As there are no predefined train/val/test split, we encourage users to perform k-fold cross-validation on this dataset.

Be careful: there is some partial overlap between QS-OCR-Small and QS-OCR-Large (due to overlap between Tobacco3482 and RVL-CDIP). Take care to remove the common samples if you want to evaluate transfer learning performance.

Methodology

Thanks to the effort of the Truth Tobacco Industry Documents archive, document images from the datasets are well-oriented and relatively clean. It is quite straightforward to run the Tesseract OCR engine on such documents.

We used the version 4.0.0-beta.1 of Tesseract using the following parameters:

  • LSTM engine for better accuracy (--oem 1),
  • fully automatic page segmentation without orientation or script detection (--psm 3),
  • English language (-l eng).

We relied on the Python library pytesseract for automation.

We did not preprocess further the original TIFF grayscale images since they were clean scanned documents to begin with.

The resulting text was not postprocessed. Although it could benefit from some level of spell checking, we chose to provide the true output of Tesseract OCR "as is".

How to reproduce

In addition to the generated text files, we also provide scripts to regenerate the text outputs from the document images based on the existing annotated RVL-CDIP and Tobacco3482 datasets. These scripts have been tested on Ubuntu 18.04 although they should also work on MacOS X and Windows (using WSL).

Using Docker

The simplest way to reproduce the dataset is using Docker.

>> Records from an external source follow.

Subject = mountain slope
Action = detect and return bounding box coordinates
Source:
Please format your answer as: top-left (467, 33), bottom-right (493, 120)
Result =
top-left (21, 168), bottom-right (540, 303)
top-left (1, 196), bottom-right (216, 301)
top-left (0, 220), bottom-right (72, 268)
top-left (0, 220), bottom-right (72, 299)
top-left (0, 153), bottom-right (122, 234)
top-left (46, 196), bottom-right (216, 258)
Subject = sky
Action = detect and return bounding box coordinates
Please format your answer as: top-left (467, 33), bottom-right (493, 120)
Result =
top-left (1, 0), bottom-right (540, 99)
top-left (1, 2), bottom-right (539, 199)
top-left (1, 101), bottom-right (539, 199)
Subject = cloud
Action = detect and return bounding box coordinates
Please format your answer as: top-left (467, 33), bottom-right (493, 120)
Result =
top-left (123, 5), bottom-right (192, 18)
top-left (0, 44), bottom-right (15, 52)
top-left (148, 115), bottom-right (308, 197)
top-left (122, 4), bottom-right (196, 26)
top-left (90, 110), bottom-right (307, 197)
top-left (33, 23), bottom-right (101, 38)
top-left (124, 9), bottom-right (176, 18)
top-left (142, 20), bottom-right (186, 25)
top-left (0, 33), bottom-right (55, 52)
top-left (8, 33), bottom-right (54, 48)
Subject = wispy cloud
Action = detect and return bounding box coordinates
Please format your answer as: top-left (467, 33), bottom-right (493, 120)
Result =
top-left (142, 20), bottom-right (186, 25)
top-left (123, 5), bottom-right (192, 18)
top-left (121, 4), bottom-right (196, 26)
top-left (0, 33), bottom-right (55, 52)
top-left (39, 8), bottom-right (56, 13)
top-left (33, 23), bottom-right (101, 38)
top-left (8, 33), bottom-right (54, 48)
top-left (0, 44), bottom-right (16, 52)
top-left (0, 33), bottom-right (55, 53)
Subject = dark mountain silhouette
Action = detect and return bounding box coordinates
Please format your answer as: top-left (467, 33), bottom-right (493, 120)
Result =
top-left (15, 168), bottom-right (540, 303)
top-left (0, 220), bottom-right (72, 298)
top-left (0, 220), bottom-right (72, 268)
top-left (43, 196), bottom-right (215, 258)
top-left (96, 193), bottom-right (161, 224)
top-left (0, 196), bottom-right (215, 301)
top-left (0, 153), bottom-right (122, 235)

After cloning the repository, run:

docker build . -t qs/ocrized
mkdir -p datasets && docker run --user $(id -u):$(id -g) -it --rm \
                       -v `pwd`/datasets:/work/datasets/ qs/ocrized
# --user $(id -u):$(id -g) sets the user in the container as the user
#            that runs the command (useful with the shared directory)
# -it activates interactive mode
# --rm deletes the container after usage
# -v mounts a volume that will be seen inside the container

Note: if you use Task, you can simply execute task run.

This will create a datasets/ folder in the current directory and mount it in the container. Running the tobacco3842.sh or rvl-cdip.sh scripts will download and process the datasets as needed.

For example:

./tobacco3842.sh
# Downloading files from UMIACS server...
# Decompressing .zip archives...
# 
# 2 archives were successfully processed.
# Generating filelist
# Do you want to run the OCR script now? [y/N] N

You can manually run the to_text.py script using Python if you want. See python to_text.py -h for usage information.

Manual installation

A manual installation needs a few requirements:

  • tesseract, wget, zip, tar,
  • a Python 3 interpreter,
  • Python dependencies: joblib, tqdm, pytesseract, Pillow,
  • optionally: the languages files for tesseract (e.g. tesseract-ocr-fra, tesseract-ocr-ger on Ubuntu).

Note: if you use Task, you can simply execute task setup.

Installation of Tesseract and other softwares is OS-dependent. On Ubuntu/Debian you can run the setup.sh script using root privileges or:

apt-get install -y wget unzip tesseract-ocr

Python dependencies can be installed using pip (pip install -r requirements.txt) or (recommended) using poetry:

# Use pip install poetry if you do not use poetry yet
poetry install
poetry shell

Running the tobacco3842.sh or rvl-cdip.sh scripts will download and process the datasets as needed.

./tobacco3842.sh
# Downloading files from UMIACS server...
# Decompressing .zip archives...
# 
# 2 archives were successfully processed.
# Generating filelist
# Do you want to run the OCR script now? [y/N] N

You can manually run the to_text.py script using Python if you want. See python to_text.py -h for usage information.

Footnotes

  1. A. W. Harley, A. Ufkes, K. G. Derpanis, "Evaluation of Deep Convolutional Nets for Document Image Classification and Retrieval," in ICDAR, 2015.

  2. J. Kumar, P. Ye and D. Doermann, "Structural Similarity for Document Image Classification and Retrieval", in Pattern Recognition Letters, November 2013.

  3. T. Gebru, J. Morgenstern, B. Vecchione, J. W. Vaughan, H. Wallach, H. Daumé III and K. Crawford, "Datasheets for Datasets," in CoRR, 2018.